To wit: "Panda 2" literally put me to sleep — albeit very briefly.
I'm not an ingrained panda-hater; I very much enjoyed the first film from 2008. The mix of excellently detailed CG animation and goofy kid-friendly humor made for a jolly good time that appealed to adults as well as tykes.
But the sequel is just going through the motions. The comedy is again built around the slacker sweetness of Po, an animated version of Jack Black as a tubby panda. It worked last time around because he was a nobody poser who dreamed of fighting alongside the Ferocious Five: Tigress (Angelina Jolie), Monkey (Jackie Chan), Mantis (Seth Rogen), Viper (Lucy Liu) and Crane (David Cross).
But as we learned at the end of the last film, Po completed his unlikely journey to become the Dragon Warrior, the culmination of kung fu mastery. His pratfalls and clumsy antics don't jibe now that he's the baddest bear in the land.
Although I must say that for the beast who's supposed to be the best of the best, both Tigress and their teacher, Shifu, still seem to have his number.
Speaking of Shifu, voiced by Dustin Hoffman, he's kind of kicked to the curb in the sequel, showing up for a few scenes near the beginning and end. He speaks cryptically about a new threat that could "destroy kung fu," which is like saying you're going to destroy gardening. Even if you kill all the best gardeners, there's still going to be plenty of people around who know a thing or two. Same with chop-socky.

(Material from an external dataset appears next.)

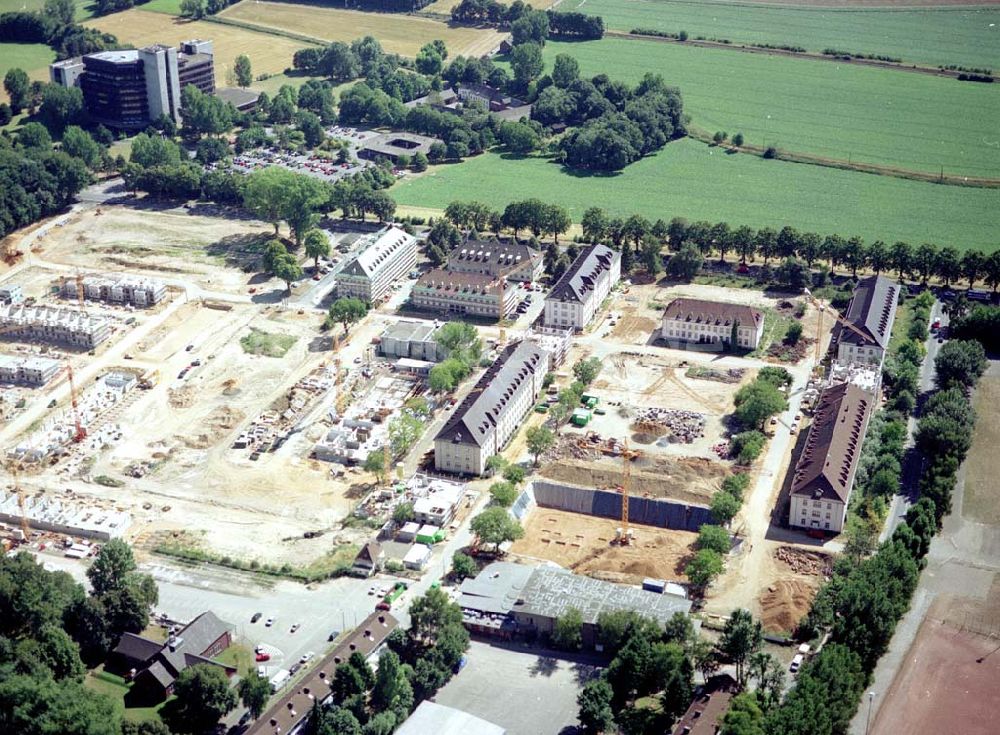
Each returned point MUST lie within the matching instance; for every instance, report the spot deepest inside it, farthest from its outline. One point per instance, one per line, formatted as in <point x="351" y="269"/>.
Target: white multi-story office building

The new villain is Lord Shen, a peacock who dreams of conquering all of China. He's well on his way to doing it, too, thanks to a new invention: the cannon. (For a brief time, the movie had a subtitle, "The Kaboom of Doom," that seems to have evaporated.)
Gary Oldman does a good job making Shen a somewhat sympathetic figure with some parental abandonment issues. He's also a lot more menacing than you might imagine a brightly hued peacock could be — for those cascading feathers hide a small arsenal of knives.
Screenwriters/producers Jonathan Aibel and Glenn Berger, who also wrote the original film, make the unwise choice of giving Po some backstory to explore. Po has a goose for a father, and one thing I liked about the first movie was that no one seemed to question this ornithological oddity.
But now Po is sent to chase after the memory of his missing parents, and it gives the sequel a downbeat vibe that sucks the life out of the lighter material.
Rookie director Jennifer Yuh's fight scenes don't have the crisp clarity of the last movie — the action is either flying by too fast or they dial up the slo-mo so far it's like we're stuck in molasses.
But mostly "Kung Fu Panda 2" just lacks the novelty of the original, which found a sweet spot in between martial arts and goofy animated critters and milked it for every last laugh. This one feels like leftovers that have curdled.